ジプソフィラ
12
「…そういえば」
「んー…?」
毛先で遊ぶ指使いに何となくうとうととし始めていると、月代がふと声を上げた。
浮遊する意識のまま、雪羽はのっそりと顔を上げる。
「夏休みはどうする予定だ?」
「なつやすみ…? あぁ」
半分意識がぼやけていた雪羽は一瞬きょとりとして訊き返したが、すぐに目を覚まし頷いた。
期末試験も終われば、もうすぐに夏休みだ。この時期の学生が振る話題として、何もおかしな事ではない。
「普通に実家帰るよ。…編入で両親もそれなりに心配してるだろうし」
月代の腕の中で居心地の良い場所を探し小さく身じろぎしながら、雪羽は答えた。
ゴールデンウイークを過ぎての編入だった為、今まで纏まった連休もなくなんだかんだ実家には帰れていなかった。
もちろん電話などで連絡を入れているが、元気な姿を見せてやりたい。
マイペースだが一人息子を心配してくれてはいるらしい両親を思いつつ、雪羽は顔を上に向けて月代と目を合わせた。
「…月代はどうするんだ?」
「…学院と実家とを、行ったり来たりするだろうな。生徒会の仕事もあるし、家の仕事もある」
一般的な学生とは少し違う答えに、雪羽はゆるりとブルーグレイを瞬かせた。
「ふーん…、やっぱ家の事もやったりするんだ?」
「あぁ。…でもまぁ、俺は本社の跡継ぎではないから、それ程多量の仕事が回ってくる訳ではないが」
「そうなの?」
「上に兄が二人いるからな。俺は支社を任せられる事になるだろう」
「…へぇ…。てかアンタ、“弟”だったんだ」
さらりと告げられた初めて知る事実に、雪羽はぱちりと目を見張った。
…改めて考えてみれば、雪羽は月代を取り巻く事情などはほとんど知らない。こうやって世間話のように話してくれるという事は、別に隠している訳ではないのだろうが。
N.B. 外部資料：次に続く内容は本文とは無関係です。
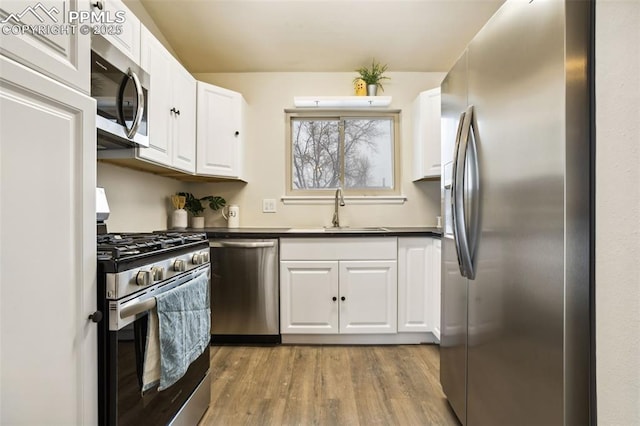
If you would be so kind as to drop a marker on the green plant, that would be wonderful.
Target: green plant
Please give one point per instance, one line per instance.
(194, 205)
(372, 75)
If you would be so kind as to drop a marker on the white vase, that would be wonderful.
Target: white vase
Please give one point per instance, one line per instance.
(179, 219)
(197, 222)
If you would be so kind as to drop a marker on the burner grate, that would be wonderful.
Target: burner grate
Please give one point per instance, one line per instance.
(121, 246)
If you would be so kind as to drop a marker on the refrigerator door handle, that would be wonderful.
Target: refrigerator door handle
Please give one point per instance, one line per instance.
(462, 237)
(457, 227)
(474, 191)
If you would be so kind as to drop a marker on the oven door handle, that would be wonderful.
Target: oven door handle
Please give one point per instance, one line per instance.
(148, 301)
(138, 308)
(254, 244)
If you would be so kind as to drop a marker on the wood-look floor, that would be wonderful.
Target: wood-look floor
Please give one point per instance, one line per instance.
(326, 385)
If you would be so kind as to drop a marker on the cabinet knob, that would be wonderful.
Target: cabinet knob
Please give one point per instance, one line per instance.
(96, 316)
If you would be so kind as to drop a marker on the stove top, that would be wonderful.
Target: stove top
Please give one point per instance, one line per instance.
(127, 246)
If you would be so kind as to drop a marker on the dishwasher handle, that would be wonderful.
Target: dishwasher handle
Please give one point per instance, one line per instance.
(235, 244)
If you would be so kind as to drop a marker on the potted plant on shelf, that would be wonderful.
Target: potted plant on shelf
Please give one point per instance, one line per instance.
(373, 77)
(195, 206)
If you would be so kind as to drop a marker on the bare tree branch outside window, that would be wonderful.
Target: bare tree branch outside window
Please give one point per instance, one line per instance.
(318, 151)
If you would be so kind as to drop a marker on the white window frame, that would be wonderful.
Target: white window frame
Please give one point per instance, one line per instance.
(359, 194)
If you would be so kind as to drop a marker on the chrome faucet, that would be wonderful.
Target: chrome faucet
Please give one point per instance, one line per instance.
(336, 218)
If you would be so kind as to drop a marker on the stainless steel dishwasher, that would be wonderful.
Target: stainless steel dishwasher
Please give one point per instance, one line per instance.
(245, 293)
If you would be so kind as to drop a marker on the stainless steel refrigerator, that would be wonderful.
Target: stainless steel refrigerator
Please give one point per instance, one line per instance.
(516, 331)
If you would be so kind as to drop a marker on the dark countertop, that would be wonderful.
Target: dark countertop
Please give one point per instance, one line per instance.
(300, 233)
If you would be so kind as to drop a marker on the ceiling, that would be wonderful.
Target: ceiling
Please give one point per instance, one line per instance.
(318, 35)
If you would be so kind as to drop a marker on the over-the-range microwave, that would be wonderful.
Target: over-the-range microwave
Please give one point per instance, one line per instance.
(121, 89)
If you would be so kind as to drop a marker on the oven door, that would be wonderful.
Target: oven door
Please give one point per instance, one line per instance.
(125, 404)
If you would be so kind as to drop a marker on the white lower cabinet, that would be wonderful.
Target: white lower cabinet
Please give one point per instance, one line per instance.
(308, 297)
(338, 286)
(48, 347)
(368, 301)
(419, 285)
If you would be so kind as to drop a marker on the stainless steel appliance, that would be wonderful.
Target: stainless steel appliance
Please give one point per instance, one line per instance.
(121, 90)
(245, 291)
(516, 336)
(133, 269)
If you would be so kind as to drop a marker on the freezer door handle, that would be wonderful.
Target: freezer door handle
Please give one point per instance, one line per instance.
(235, 244)
(465, 182)
(456, 225)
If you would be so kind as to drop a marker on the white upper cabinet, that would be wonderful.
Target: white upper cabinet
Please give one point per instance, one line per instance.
(48, 346)
(64, 57)
(309, 297)
(426, 135)
(121, 27)
(220, 132)
(172, 108)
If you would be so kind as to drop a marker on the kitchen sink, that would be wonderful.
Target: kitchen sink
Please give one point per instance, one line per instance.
(341, 229)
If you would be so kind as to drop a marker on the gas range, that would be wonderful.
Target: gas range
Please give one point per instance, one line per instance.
(132, 262)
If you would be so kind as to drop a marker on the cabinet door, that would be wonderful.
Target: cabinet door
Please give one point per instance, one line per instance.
(184, 119)
(128, 40)
(307, 292)
(415, 297)
(157, 61)
(426, 135)
(63, 57)
(368, 297)
(48, 347)
(436, 283)
(218, 131)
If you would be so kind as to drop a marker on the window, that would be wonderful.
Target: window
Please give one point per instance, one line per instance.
(354, 150)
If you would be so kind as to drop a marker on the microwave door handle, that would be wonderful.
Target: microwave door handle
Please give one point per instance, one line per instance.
(140, 111)
(454, 205)
(131, 131)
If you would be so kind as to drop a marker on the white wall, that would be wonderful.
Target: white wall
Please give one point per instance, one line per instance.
(618, 211)
(267, 95)
(138, 201)
(141, 13)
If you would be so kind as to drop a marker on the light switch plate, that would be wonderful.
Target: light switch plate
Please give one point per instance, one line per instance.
(268, 205)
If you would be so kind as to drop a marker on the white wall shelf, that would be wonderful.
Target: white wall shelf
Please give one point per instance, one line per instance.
(341, 101)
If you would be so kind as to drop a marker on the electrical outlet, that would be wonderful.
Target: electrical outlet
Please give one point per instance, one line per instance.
(268, 205)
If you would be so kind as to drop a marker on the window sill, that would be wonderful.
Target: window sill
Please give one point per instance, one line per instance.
(330, 199)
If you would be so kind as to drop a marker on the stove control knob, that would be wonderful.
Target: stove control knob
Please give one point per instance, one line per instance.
(158, 273)
(144, 278)
(179, 265)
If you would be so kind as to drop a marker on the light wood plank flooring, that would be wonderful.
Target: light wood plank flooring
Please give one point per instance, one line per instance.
(326, 385)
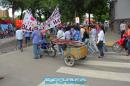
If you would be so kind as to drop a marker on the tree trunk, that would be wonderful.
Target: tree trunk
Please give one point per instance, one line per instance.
(13, 10)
雪羽がじっと月代を見つめていると、彼はクッと小さく声を漏らし笑った。
「…何だ、そんな目でじっと見て。…まだ足りなかったのか?」
「!? なっ、違げぇよ! …てか、勘弁しろ!!」
後半は低く甘く囁かれ、意味を察した雪羽は真っ赤になって叫んだ。
失神するまで何度も貪られもう躰はくたくただというのに、此処でうっかり「もう一回」なんて展開になっては堪らない。
雪羽は月代の腕の中から逃れようとばたばたと暴れ…、躰の痛みにすぐに力尽きた。
「…ぁ、ぅ…」
「…あまり暴れるとベッドから落ちるぞ」
「ぅ、もう…動きたくねぇよ」
鈍痛に撃沈した雪羽は、諦めたようにくったりと月代に躰を預けた。
そんな様に月代はまた笑い声を漏らし、その躰を抱き寄せる。
「おやすみ、雪羽」
「…おやすみ、月代…」
なんだかんだ言いつつ優しく温かい腕の中、雪羽はゆっくりと目を閉じた。